Les résultats ci-dessus peuvent être interprétés de la manière suivante :
- Le PO est légitime pour porter seul la vision produit. Il définit la valeur métier des items du Product Backlog tout en impliquant le BA dans ses choix. Il consulte le BA pour la priorisation et la validation des User Story, mais reste décideur sur ces activités.
- Faute de disponibilité, le PO délègue la rédaction des User Story au BA en lui donnant malgré tout des préconisations.
Cas pratique 2 : Tech Lead (TL) et développeurs (DEV)
Le Tech Lead (TL) est le référent technique de l’équipe. Il est garant de la qualité logicielle du produit.
Il possède une excellente maîtrise des technologies nécessaires à l’élaboration du produit.
Et il est en charge de la montée en compétences techniques des membres de l’équipe.
Dans un dispositif multi-équipes (agilité à l’échelle), il participe à la synchronisation hebdomadaire des Tech Lead pour représenter son équipe d’un point de vue technique.
Dans ce contexte, que peut faire un DEV en toute autonomie ?
À quels moments le TL doit-il intervenir ?
Là encore, définir les niveaux de délégation entre le TL (A) et les DEV (B) prend tout son sens !
Voici un résultat possible de l’atelier :

Les résultats ci-dessus peuvent être interprétés de la manière suivante :
- Le TL est garant de la conception technique générale qu’il définit lui-même.
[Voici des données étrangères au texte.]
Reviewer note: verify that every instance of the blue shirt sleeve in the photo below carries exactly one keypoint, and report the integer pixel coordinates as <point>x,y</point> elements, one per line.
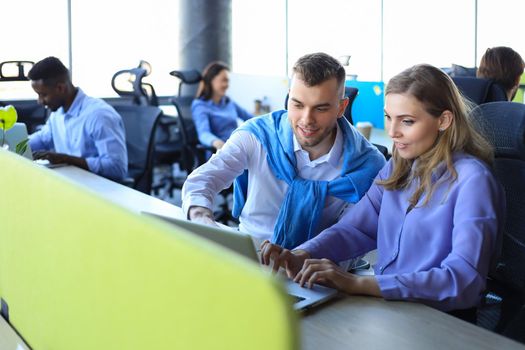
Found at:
<point>201,118</point>
<point>42,139</point>
<point>107,132</point>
Il rédige les directives techniques des User Story complexes en impliquant les développeurs.
- Il laisse l’autonomie aux développeurs sur les développements et les tests unitaires, mais leur demande d’être capables d’argumenter leurs choix.
- Il valide le code d’une User Story en consultant les développeurs.
Cas pratique 3 : Product Owner (PO) et Quality Analyst (QA)
Le Quality Analyst (QA) possède une expertise sur les tests.
Pour être prête, une User Story doit contenir des tests d’acceptation.
Qui écrit les tests ? Qui exécute les tests ? Qui valide les User Story ?
Là encore, définir les niveaux de délégation entre le PO (A) et le QA (B) vous aidera à clarifier les rôles de chacun :

Les résultats ci-dessus peuvent être interprétés de la manière suivante :
- Le PO et le QA rédigent en binôme les critères d’acceptation,
- Le PO laisse le soin au QA de tester les User Story, mais il suit l’avancement des tests,
- Le PO consulte le QA pour valider les User Story,
- Enfin, le PO suit les travaux concernant l’automatisation des tests.
Cas pratique 4 : Product Owner (PO) et Scrum Master (SM)
Le Scrum Master (SM) est un véritable coach pour le Product Owner (PO) concernant l’agilité sous tous ses aspects.
Le « Delegation Poker » peut vous aider à clarifier le niveau d’aide dont bénéficie le PO (A) de la part du SM (B) :

Les résultats ci-dessus peuvent être interprétés de la manière suivante :
- Le PO a le pouvoir de décider seul d’abandonner un sprint,
- Le PO se fait aider par le SM concernant le découpage des User Story trop grosses,
- Le PO demande au SM de produire les indicateurs agiles du sprint,
- Le PO et le SM préparent ensemble la Sprint Review.
Conclusion
Vous maîtrisez désormais la technique du « Delegation Poker ».
Elle vous sera fort utile pour clarifier les rôles et responsabilités de chacun non seulement au sein de votre équipe, mais aussi entre votre équipe et son écosystème.
Les 4 cas pratiques étudiés dans cet article sont des cas rencontrés très fréquemment sur le terrain.
Vous aurez donc sûrement l’occasion de tester rapidement le « Delegation Poker » dans votre contexte !
Profitez des rétrospectives pour revoir régulièrement vos mécanismes de délégation afin d’améliorer en permanence la collaboration au sein de votre équipe.